“We are bracing ourselves for a global recession that will also have a considerable impact on our own performance in 2020,” Bosch Chief Financial Officer Stefan Asenkerschbaumer said in a statement.
“Given the many imponderables, we feel unable to make a reasonable forecast for the Bosch Group for the year as a whole. It will take a supreme effort to achieve at least a balanced result.”
To cut costs, Bosch has pushed out timeframes for making investments, reduced working hours for half of its staff in Germany and imposed salary reductions. Managers and executives are taking a 20% pay cut in April and May.
“Even if production has been ramped up again in China, and European industry is preparing for a ramp-up of its own, we have to steel ourselves for a severe global recession over 2020 as a whole,” the company said.
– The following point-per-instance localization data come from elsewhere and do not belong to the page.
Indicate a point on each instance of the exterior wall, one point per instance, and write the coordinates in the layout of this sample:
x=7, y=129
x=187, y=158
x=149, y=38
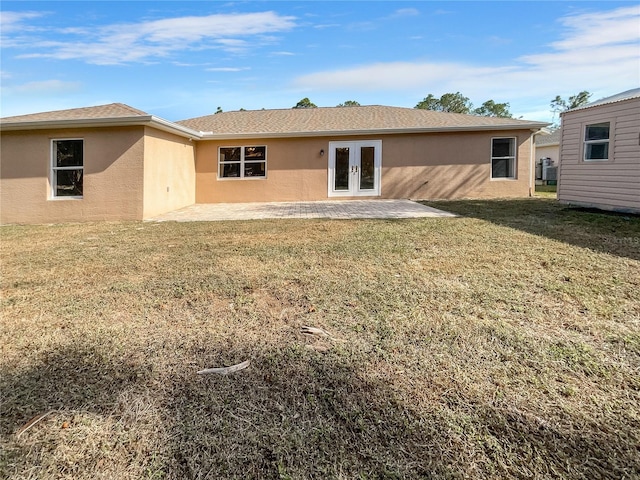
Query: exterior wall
x=112, y=185
x=417, y=166
x=612, y=184
x=548, y=151
x=169, y=172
In January, before the coronacrisis had become a global pandemic, Bosch warned that global car production may have already reached its peak and released preliminary full-year earnings which showed weaker demand in Asia.
Bosch sales remained almost flat at 77.7 billion euros ($84.26 bln) last year, but earnings before interest and taxes (EBIT) fell 38% to 3.3 billion euros, down from 5.4 billion euros a year earlier, with the EBIT margin dropping to 4.2% from 7% in 2018, it said.
In the medium term, Bosch plans to return to a roughly 7% margin from operations.
The EBIT margin in its mobility services division, which includes automotive parts, fell to 1.9% last year as the Stuttgart-based supplier was forced to invest in the shift from combustion-engined to electric cars and to restructure its business.
Research and development expenditure rose by 7.8% to 6.1 billion euros, it said.
Group sales have continued to show weakness, dropping by 7.3% in the first quarter with the Mobility services segment showing a 7.7% decline.
Separately, Bosch said it will be capable of producing half a million facemasks a day after using its special purpose machinery unit to build a production line for facemasks.